The boundaries between the two games were porous and some unintended interactions between the two games were noted. Still, parallel computing, although not being a 100 % perfect method, has a bright future ahead, and outperformed cloud computing. This report being a technical note, we decided to focus on the methodology only and the results will not be detailed here. For more details, the readers are invited to read our next papers. 

The 2019 IAHS frisbee game: an ensemble approach

The 2019 IAHS ultimate frisbee game was held at the Montréal Champ-de-Mars green area, in front of the City townhall. The participants decided to constitute two groups, the Ensemble Kalman Filter (EnKF) team and the Particle Filter team, aiming at comparing these two data assimilation approaches that are widely used in hydrology to incorporate real-time data into models. 

A dozen of participants were in each team, constituting the members (or particles) of these two ensembles. As the EnKF generally necessitates less members than the Particle filter, the EnKF team started the game with high confidence. Consequently, after the first observation of a Frisbee disk was made on the field, they scored the first point with high accuracy. 

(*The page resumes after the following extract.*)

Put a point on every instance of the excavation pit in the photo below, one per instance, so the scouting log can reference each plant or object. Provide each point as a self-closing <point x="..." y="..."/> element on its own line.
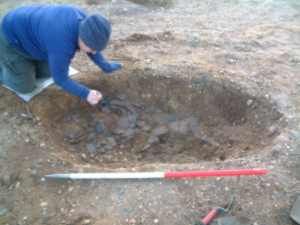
<point x="149" y="119"/>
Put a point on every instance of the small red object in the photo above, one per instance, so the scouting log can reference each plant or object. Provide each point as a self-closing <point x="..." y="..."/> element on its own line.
<point x="214" y="173"/>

Confident with this early victory, all members of the EnKF team decided to stay close together before the next Frisbee observation. On the other side, the Particle filter team adopted a different tactic: applying the well-known principle of natural selection, a.k.a. the sequential importance resampling, its particles performing the less were simply discarded from the team. To keep a similar number of players, its best elements were replicated. While this could have lead to a lack of diversity in the Particle filter, this methodology proved to be efficient for the next Frisbee disk observations. Oppositely, due to a too high proximity, the EnKF team members collided and suffered from a collapse and could not score again. 

While the game resulted in a large victory for the Particle Filter team, the EnKF team strongly argued that if multiple spatially-distributed observations of Frisbee disks were made, instead of one at a time, the Particle Filter team would have struggled and they would have easily won the game. That might be further investigated in following games.